I’ve learned recently that voice-directed Warehouse Management Systems (WMS) is looking to tap the data contained in RFID tags to maximize the potential of both technologies.
The base technology directs warehouse workers using voice commands from headsets relayed via portable wireless computers that they wear. Instead of a note telling the worker to go to such and such a location to retrieve three cases of product, he or she hears the command.
One thing lacking in voice technology is verification, according to Tom Kerr, director of applied research for Vocollect (www.vocollect.com), a major player in voice-directed work.
“Voice is great at directing tasks, but it’s not so good at direct verification,” Kerr explains. “RFID brings that direct verification capability to the table. The additional benefit is that RFID does not need line of sight to the tags.”
Kerr’s group is developing the “talking tag,” where the information contained in the tag is converted to verbal commands to help companies direct work at the specific object level if necessary.

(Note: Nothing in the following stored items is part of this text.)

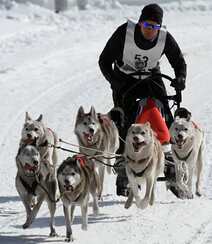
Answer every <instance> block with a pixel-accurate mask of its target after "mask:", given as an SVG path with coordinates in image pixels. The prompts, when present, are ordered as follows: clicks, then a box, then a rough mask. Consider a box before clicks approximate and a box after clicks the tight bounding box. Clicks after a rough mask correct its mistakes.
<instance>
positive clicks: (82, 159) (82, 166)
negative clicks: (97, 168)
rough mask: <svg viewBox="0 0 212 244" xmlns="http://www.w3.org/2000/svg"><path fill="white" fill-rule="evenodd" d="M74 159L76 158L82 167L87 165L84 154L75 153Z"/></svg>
mask: <svg viewBox="0 0 212 244" xmlns="http://www.w3.org/2000/svg"><path fill="white" fill-rule="evenodd" d="M74 159H76V160H77V161H78V162H79V163H80V166H81V167H85V164H86V157H85V156H84V155H82V154H77V155H74Z"/></svg>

“Without voice, I have to trust that the worker is where he says he is,” says Kerr. “It’s an indirect verification step. With voice-directed RFID, I can direct a worker to a specific location to perform a task and then confirm it.

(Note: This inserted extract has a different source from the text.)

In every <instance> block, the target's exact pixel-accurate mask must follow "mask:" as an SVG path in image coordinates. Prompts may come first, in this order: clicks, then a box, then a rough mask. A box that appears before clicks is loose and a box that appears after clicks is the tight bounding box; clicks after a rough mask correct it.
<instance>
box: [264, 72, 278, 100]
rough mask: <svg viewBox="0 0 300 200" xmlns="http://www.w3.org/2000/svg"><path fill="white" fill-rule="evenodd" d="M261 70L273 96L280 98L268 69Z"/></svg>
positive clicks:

“Consider RFID tags at the locations or on the cases or on the items that he or she is working with and wearable RFID readers that integrate with the mobile voice computer. Now you can confirm that a worker is at a specific location if they’re doing order selection, or receiving, or storage. That moves verification directly to where the point of work or ‘business event’ occurs.”
Another benefit is that users can verify the containers that they’re working with by reading the containers’ tags to confirm that they’re working with the right containers, says Kerr. “This also means finding and correcting mistakes or exceptions at the source, which is the least expensive place in the supply chain to do that. For regulated industries such as pharmaceuticals, you can perform the authentication step there as well.”

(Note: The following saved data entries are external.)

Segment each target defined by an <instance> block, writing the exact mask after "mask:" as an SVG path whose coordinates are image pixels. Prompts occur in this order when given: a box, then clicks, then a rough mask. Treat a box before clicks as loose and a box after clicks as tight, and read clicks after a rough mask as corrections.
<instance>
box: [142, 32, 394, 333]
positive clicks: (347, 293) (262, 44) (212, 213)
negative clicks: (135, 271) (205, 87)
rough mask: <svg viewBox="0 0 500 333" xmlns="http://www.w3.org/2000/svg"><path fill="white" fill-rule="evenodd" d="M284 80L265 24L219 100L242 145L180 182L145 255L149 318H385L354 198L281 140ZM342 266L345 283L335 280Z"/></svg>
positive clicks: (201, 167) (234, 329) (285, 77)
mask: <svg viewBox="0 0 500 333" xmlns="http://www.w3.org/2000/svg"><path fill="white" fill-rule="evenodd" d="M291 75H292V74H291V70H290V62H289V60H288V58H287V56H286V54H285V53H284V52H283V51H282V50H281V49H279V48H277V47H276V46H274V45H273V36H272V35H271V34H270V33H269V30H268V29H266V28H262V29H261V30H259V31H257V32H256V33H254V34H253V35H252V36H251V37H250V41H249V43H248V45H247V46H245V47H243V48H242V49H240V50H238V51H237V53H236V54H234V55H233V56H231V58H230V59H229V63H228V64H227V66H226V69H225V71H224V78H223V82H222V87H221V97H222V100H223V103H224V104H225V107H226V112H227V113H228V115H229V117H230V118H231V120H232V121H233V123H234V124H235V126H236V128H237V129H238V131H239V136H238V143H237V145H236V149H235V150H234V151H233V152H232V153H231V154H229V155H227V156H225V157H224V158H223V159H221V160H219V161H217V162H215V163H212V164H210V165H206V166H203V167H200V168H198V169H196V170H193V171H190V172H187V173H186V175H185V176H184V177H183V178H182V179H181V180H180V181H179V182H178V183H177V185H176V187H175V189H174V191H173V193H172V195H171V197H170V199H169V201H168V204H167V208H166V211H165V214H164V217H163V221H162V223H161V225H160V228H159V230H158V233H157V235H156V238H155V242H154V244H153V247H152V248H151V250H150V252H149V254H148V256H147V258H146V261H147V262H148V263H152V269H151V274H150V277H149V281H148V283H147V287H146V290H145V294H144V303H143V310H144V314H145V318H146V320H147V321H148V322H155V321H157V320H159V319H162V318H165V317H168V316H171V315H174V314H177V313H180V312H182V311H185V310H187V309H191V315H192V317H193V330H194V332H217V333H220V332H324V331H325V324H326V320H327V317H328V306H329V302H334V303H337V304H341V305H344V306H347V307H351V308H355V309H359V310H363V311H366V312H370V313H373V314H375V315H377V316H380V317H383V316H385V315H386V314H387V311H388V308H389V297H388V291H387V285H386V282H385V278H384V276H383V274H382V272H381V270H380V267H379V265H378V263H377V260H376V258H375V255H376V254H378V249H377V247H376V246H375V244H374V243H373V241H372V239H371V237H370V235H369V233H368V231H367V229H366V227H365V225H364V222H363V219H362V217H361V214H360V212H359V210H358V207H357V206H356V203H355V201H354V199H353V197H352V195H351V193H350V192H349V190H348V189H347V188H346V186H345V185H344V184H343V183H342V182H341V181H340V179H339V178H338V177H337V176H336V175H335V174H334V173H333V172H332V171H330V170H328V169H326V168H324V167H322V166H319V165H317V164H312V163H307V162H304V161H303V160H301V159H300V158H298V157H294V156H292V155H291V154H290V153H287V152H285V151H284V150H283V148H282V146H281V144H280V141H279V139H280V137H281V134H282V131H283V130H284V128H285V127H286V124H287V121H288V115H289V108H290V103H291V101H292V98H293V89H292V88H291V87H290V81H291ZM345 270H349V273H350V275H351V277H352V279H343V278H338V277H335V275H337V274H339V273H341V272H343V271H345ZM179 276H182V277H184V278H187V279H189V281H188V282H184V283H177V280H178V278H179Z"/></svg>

Users may also gain a higher degree of accuracy building pallets of cases as directed by the voice-RFID system, Kerr adds.
Wearable RFID for voice applications should be available either this year or in 2008, according to Kerr. It is based on Electronic Product Code Class 1 Gen 2 technology.
“Companies involved in pharmaceutical products and mass merchandise retailers are interested in voice-directed RFID,” Kerr says.
First the “electronic bar code,” now talking tags, who knows what’s next?